Las chicas se retrasaban, pero la espera en la puerta del restaurante no se hizo larga. A finales de mayo, Washington gozaba de una temperatura muy agradable, sobre todo por las noches. Al fin apareció el taxi. Eloïse bajó primero. Se había puesto una blusa blanca y una falda escocesa. Llevaba medias y unos zapatos marrones planos. Tras ella apareció Sandra. Al verla, Claudio sintió cómo los niveles de adrenalina y testosterona aumentaban súbitamente en su torrente sanguíneo. Se había vestido para gustar y había alcanzado resultados concupiscibles. Más que vestirse, se había desvestido, por cuanto el minivestido que llevaba mostraba más carne de la que ocultaba. Calzaba unos zapatos de tacón sin medias. La brevísima falda contribuía a magnificar la longitud de sus piernas. Por arriba, el generoso escote amenazaba con desbordarse. La larga cabellera rubia le llegaba a mitad de la espalda. Ken tuvo que reconocer que estaba impresionante. Al lado de ella, la modosita Eloïse parecía una alumna de internado de monjas. Sin embargo, su belleza natural la hacía muy atractiva aunque no se hubiese vestido para la ocasión.

—Chicas, estáis guapísimas —dijo Claudio.
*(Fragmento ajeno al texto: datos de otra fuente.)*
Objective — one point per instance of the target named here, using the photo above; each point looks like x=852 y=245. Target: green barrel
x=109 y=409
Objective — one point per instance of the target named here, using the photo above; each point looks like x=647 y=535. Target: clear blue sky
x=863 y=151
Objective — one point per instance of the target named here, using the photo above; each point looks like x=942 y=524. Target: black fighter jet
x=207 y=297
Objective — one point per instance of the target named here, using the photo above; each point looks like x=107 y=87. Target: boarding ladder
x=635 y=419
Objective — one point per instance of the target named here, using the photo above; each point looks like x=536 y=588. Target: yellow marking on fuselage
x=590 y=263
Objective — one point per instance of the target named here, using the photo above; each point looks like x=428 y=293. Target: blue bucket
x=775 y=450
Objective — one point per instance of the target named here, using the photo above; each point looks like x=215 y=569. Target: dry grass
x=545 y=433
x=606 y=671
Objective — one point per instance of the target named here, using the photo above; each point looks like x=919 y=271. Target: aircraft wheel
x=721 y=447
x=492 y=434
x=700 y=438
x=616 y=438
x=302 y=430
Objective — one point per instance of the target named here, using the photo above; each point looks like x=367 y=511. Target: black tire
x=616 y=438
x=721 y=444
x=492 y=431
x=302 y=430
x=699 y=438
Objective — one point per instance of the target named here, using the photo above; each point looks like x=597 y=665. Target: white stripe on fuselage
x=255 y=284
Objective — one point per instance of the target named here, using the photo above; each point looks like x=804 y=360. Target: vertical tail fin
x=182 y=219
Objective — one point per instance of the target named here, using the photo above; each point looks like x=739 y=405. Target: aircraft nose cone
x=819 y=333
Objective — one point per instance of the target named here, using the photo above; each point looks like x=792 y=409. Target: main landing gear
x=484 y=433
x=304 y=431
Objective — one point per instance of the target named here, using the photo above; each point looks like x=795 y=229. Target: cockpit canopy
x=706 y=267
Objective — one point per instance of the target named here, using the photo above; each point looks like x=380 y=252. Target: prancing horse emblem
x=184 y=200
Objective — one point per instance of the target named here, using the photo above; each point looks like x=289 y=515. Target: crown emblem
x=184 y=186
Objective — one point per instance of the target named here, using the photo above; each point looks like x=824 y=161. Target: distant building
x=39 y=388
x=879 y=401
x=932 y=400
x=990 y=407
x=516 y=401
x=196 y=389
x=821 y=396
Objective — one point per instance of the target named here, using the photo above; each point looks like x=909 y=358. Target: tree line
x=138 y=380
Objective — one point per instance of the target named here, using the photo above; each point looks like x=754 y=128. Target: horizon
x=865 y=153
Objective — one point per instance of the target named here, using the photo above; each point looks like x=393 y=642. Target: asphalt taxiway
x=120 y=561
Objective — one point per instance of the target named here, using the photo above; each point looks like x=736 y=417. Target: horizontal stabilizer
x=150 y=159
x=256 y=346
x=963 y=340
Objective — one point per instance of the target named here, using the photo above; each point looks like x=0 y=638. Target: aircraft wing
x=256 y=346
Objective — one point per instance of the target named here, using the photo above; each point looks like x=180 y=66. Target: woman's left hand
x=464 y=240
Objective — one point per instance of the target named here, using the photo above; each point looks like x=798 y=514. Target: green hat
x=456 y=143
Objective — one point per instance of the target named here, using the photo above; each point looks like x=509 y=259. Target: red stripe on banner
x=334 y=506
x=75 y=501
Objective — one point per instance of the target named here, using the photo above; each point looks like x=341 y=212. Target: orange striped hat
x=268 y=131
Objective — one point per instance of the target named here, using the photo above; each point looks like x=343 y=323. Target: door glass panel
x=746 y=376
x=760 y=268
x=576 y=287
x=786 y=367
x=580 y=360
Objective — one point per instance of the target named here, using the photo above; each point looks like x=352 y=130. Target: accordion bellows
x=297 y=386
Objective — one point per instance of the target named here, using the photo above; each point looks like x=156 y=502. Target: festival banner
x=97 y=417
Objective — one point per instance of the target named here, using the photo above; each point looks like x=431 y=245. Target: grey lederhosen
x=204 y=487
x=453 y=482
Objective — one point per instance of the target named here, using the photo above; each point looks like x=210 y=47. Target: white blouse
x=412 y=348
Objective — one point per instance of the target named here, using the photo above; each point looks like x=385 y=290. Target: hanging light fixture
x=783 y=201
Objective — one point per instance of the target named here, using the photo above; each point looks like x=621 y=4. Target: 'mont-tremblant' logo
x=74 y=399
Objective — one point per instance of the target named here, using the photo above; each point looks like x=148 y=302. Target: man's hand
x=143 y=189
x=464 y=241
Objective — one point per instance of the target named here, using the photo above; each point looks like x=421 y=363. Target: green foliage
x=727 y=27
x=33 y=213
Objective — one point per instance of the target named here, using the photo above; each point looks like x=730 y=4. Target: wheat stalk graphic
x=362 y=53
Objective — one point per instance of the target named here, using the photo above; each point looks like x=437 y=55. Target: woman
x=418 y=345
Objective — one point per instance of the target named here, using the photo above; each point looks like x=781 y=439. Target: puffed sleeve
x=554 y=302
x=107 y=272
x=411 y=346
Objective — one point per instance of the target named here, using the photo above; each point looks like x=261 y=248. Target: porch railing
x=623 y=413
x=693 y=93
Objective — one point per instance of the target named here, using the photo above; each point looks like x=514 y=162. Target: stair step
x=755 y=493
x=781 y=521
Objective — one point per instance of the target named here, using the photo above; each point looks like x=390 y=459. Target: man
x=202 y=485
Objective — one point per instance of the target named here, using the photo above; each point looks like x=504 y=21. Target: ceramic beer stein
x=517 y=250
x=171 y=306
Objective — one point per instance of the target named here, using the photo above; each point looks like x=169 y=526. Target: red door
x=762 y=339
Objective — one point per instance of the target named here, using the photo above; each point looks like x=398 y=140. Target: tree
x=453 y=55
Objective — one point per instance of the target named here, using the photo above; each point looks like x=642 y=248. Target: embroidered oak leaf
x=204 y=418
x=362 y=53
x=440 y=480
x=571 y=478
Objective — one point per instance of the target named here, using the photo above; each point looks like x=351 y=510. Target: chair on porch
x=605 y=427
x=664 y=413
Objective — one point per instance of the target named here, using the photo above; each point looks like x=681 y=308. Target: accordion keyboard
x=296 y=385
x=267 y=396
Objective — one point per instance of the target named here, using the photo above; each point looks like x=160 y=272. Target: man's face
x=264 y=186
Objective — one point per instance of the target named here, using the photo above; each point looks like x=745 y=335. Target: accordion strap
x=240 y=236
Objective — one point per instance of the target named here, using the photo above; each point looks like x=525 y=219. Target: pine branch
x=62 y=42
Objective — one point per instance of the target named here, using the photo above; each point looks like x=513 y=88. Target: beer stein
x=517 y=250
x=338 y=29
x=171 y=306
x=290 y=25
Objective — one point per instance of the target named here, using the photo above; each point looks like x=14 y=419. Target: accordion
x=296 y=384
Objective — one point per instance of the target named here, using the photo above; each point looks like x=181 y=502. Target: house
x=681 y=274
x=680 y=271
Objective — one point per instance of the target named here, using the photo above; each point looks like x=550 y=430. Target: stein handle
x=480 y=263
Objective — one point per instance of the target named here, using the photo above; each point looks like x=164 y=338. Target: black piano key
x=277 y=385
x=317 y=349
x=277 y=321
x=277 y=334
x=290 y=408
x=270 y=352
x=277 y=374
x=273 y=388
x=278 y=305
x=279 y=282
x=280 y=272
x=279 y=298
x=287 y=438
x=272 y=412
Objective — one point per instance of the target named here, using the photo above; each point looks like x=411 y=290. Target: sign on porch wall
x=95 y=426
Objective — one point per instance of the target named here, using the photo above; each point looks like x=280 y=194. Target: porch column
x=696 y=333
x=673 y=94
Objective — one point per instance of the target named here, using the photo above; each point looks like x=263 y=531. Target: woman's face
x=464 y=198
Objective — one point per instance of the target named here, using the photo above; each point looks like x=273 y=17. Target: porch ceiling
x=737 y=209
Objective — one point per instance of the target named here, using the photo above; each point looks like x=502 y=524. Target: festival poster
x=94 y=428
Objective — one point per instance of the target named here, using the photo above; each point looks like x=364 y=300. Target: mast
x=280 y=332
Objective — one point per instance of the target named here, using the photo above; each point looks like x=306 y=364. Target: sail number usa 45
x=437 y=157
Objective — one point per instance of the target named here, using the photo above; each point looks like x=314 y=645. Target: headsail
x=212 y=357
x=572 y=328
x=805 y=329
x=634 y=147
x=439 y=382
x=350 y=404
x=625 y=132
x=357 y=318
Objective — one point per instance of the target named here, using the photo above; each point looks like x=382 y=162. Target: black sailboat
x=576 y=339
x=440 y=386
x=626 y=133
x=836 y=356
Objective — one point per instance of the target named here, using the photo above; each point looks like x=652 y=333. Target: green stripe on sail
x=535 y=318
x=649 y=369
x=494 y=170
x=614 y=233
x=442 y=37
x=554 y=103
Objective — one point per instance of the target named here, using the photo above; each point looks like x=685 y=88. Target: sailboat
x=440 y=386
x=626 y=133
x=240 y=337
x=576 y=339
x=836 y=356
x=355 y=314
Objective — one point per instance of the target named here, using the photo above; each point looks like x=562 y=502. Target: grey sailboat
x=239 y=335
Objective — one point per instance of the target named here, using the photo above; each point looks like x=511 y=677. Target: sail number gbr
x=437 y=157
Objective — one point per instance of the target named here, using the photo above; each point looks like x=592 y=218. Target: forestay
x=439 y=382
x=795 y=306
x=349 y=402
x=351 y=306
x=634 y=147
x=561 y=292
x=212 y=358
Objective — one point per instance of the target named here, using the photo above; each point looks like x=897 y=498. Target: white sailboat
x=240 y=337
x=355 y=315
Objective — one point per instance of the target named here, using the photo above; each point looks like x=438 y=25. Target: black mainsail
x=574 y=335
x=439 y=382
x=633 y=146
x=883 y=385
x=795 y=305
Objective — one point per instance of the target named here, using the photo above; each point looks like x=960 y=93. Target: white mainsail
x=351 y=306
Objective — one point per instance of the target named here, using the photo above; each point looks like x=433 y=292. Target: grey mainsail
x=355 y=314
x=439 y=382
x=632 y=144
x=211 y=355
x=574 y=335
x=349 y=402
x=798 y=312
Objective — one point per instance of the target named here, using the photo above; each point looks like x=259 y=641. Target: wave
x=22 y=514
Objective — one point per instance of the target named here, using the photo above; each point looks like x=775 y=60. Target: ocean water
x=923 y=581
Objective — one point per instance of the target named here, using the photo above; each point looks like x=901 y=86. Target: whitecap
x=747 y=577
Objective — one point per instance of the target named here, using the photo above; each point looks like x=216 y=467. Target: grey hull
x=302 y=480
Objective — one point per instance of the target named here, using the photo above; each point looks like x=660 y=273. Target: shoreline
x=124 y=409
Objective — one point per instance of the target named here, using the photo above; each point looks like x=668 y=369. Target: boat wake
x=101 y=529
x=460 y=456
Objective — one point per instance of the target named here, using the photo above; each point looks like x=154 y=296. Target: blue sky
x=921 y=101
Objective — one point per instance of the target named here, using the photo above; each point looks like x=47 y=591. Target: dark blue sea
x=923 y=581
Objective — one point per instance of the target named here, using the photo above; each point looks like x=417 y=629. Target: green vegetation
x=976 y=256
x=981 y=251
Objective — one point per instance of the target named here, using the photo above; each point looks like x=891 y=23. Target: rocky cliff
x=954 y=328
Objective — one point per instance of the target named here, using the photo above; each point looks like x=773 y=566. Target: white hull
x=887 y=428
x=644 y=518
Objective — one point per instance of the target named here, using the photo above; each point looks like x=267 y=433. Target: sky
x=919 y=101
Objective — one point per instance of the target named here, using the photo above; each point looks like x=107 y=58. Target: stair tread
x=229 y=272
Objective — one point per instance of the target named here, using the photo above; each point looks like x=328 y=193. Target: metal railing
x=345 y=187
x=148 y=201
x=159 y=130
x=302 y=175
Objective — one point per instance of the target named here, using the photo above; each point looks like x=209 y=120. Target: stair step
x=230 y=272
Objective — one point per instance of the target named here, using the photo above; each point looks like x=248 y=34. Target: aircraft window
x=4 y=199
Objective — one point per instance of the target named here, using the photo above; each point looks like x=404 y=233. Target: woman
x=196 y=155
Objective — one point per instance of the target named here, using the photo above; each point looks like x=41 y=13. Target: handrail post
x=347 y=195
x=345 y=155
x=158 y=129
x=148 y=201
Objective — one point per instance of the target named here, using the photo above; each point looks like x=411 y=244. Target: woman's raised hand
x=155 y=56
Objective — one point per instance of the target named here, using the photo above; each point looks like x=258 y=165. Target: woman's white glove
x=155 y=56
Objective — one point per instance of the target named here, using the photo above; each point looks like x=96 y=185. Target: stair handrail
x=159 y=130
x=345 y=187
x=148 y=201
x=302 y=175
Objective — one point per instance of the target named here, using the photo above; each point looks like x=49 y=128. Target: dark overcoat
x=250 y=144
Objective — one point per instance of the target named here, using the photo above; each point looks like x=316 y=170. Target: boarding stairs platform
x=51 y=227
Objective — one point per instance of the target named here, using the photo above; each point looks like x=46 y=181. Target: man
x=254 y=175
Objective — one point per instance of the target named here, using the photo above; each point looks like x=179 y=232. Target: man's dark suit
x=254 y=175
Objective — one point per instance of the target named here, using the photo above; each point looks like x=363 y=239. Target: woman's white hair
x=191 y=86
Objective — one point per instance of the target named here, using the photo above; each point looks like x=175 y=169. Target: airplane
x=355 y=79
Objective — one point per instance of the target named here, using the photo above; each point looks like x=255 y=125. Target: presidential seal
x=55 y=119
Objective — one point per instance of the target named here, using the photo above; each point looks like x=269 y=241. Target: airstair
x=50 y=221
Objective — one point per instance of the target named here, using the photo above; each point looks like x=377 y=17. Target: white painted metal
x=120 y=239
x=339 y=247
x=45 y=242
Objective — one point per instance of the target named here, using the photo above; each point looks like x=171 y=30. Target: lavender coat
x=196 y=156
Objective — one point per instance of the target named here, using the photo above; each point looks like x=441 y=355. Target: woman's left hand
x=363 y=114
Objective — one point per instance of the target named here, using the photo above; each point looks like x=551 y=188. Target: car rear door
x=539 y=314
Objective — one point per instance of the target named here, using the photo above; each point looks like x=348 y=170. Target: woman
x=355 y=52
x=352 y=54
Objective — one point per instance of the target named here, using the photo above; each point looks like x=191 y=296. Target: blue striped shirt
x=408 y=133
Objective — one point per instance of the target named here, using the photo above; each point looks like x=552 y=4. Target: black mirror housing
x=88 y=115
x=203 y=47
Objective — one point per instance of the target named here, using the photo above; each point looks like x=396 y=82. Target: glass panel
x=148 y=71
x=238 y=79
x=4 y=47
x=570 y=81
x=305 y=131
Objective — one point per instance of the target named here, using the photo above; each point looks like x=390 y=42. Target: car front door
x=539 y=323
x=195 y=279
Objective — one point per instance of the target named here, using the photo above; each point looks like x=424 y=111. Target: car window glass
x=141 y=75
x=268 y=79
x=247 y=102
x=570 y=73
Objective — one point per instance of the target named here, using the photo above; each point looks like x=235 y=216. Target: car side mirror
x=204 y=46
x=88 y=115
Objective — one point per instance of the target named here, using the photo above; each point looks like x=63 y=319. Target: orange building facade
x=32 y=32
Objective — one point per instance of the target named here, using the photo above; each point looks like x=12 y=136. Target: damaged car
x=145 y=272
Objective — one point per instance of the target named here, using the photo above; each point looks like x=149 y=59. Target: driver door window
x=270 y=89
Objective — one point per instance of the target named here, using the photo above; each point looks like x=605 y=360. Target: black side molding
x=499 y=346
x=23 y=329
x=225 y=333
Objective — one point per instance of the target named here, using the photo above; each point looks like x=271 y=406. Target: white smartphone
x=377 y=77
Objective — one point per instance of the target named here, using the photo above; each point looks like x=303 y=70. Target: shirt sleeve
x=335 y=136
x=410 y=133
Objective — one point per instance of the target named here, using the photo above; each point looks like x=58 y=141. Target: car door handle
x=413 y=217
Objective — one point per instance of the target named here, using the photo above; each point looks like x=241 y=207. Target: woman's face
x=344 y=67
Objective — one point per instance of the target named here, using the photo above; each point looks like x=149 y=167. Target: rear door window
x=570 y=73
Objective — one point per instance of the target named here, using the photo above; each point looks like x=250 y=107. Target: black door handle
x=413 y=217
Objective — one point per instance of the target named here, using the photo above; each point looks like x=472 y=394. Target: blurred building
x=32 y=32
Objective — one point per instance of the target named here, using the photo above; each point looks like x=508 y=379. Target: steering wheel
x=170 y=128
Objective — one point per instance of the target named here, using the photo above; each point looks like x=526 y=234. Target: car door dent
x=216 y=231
—Sentimos llegar tan tarde. El trabajo se nos ha ido acumulando y no hemos podido salir antes —se excusó Eloïse.

—Venga, entremos —apremió Ken.

Tras la puerta les recibió el dueño, un individuo bajito, de nariz aguileña, tocado con un fez.

—Bienvenidos al Babylon —exclamó moviendo las manos exageradamente—. ¿Tienen ustedes reserva?

—Soy el doctor Simone. Hice una reserva para cuatro —contestó Claudio.

El hombre consultó el libro de reservas.

—Claro que sí, doctor Simone. Mesa para cuatro. Por aquí, por favor.

La mesa era la mejor del local y estaba ubicada al borde de la pista de baile. Era evidente que la identificación de Claudio como médico había surtido efecto y el dueño se había esmerado en satisfacer a unos clientes probablemente acomodados, sin sospechar que aquellos jóvenes eran unos residentes mal pagados.

Claudio se erigió en el portavoz del grupo. Después de ayudar a sentarse a ambas mujeres, pidió la carta y la repasó rápidamente.

—Hay un poco de todo. Desde carnes a la brasa a cuscús, pasando por pasta italiana —dijo.

El maître se les acercó.

—¿Desean beber algo mientras eligen?

Todos se miraron entre ellos.

—Yo quiero un
Americano
—dijo Claudio.

—¿Y eso qué es? —se atrevió a preguntar Ken.

—Mitad Campari, mitad vermú rojo con un toque de soda.

Y el Campari ¿qué es? —preguntó a su vez Eloïse.

—Es una bebida italiana, a base de hierbas y plantas aromáticas con alcohol. Tiene un sabor un poco amargo. Y tú, Sandra, ¿qué quieres beber?

—Pues si tú te tomas un americano, a mí me gustaría un italiano —dijo, comiéndose con los ojos a Claudio.

Ken pensó que Claudio tenía razón, se lo estaban poniendo en bandeja.